For me, the question really is (I include both Furedi's and Greenfield's hypotheses here) 'is this a problem, and if so how big a problem?' Clearly the answer is that, if this hypothesis is correct, it is a problem and one we should set about trying to sort out. However I'm not sure it is a massive problem compared to those we've faced in the past. Certainly I think talk of sleepwalking into disasters is a bit mad. A large (and presumably increasing) percentage of the Western worlds work force sit in front of a computer every day, and if children have the ability to interact with this medium comfortably (which is essentially Greenfield's point) then I can't see why this is a problem. (Clearly those coming down with fibromyalgia, IBS etc are more so.) And yet we forget that today's working class sitting at computers both domestically and at work would, 50 years ago, have been working in mines or shipyards. I suspect the health problems encountered there were somewhat less easy to negotiate.
G.
I'm tempted to shrug my shoulders and say 'so what?' when it comes to moralising and hand-wringing over perceived changes in 'ways of life'.
These have happened constantly throughout human history for incalculable numbers of reasons and with incalculable numbers of consequences ever since we decided to stop hunting animals and grow crops instead, if not before. That they continue to happen is unremarkable.
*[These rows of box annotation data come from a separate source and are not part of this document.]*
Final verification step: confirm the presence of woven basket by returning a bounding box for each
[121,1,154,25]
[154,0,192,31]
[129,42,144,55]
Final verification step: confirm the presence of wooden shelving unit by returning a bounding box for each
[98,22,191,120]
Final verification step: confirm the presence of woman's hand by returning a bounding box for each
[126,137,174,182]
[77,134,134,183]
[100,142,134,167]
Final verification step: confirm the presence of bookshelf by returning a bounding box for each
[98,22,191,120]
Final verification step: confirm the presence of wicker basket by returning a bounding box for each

gimpy: I agree that's a strong temptation. And I agree that we shouldn't be worried about change per se.
But I think that if some social change was fairly certain to increase murder rates, for example, that would be A Bad Thing.
Of course whether we can do anything about such changes is another question. It may be that we can't. I still think it can only be a good thing to know as much about them as possible.
G: Fascinating - I haven't read Furedi, but that sounds like great stuff, I'll have to get around to reading it now.
Re: the reclassification (re-labelling) of personality traits as pathological conditions, I think that's certainly happening. Unlike many people I don't think it's necessarily a bad thing - but yes it's happened.
However I think that Greenfield was saying something more than that, I think she was saying that screen use could actually give people ADHD by actually reducing their attention spans. Likewise I think she was implying that it could actually cause autism.
Although being very charitable maybe she was saying something more subtle than that.
perhaps a bit off topic but reading discussion reminded me this
http://www.oup.com/us/catalog/general/subject/Medicine/PsychiatryPsychology/?view=usa&ci=9780195313048
i haven`t red yet but it looks to be related
m.
Yeah - given that I write about that kind of thing all the time I really ought to read that...
It's sounding remarkably like apprehension about railway spine or the fear that if women learned to read it would destroy their femininity.
People rather than ologists had been expressing their concern about changing social and community structures for some time. Joyce Grenfell even had several sketches about a woman who had moved from a back-to-back with no facilities to a council flat with modern facilities but where she 'never saw anyone and no-one ever popped in' - and that must have been some time in the 60s.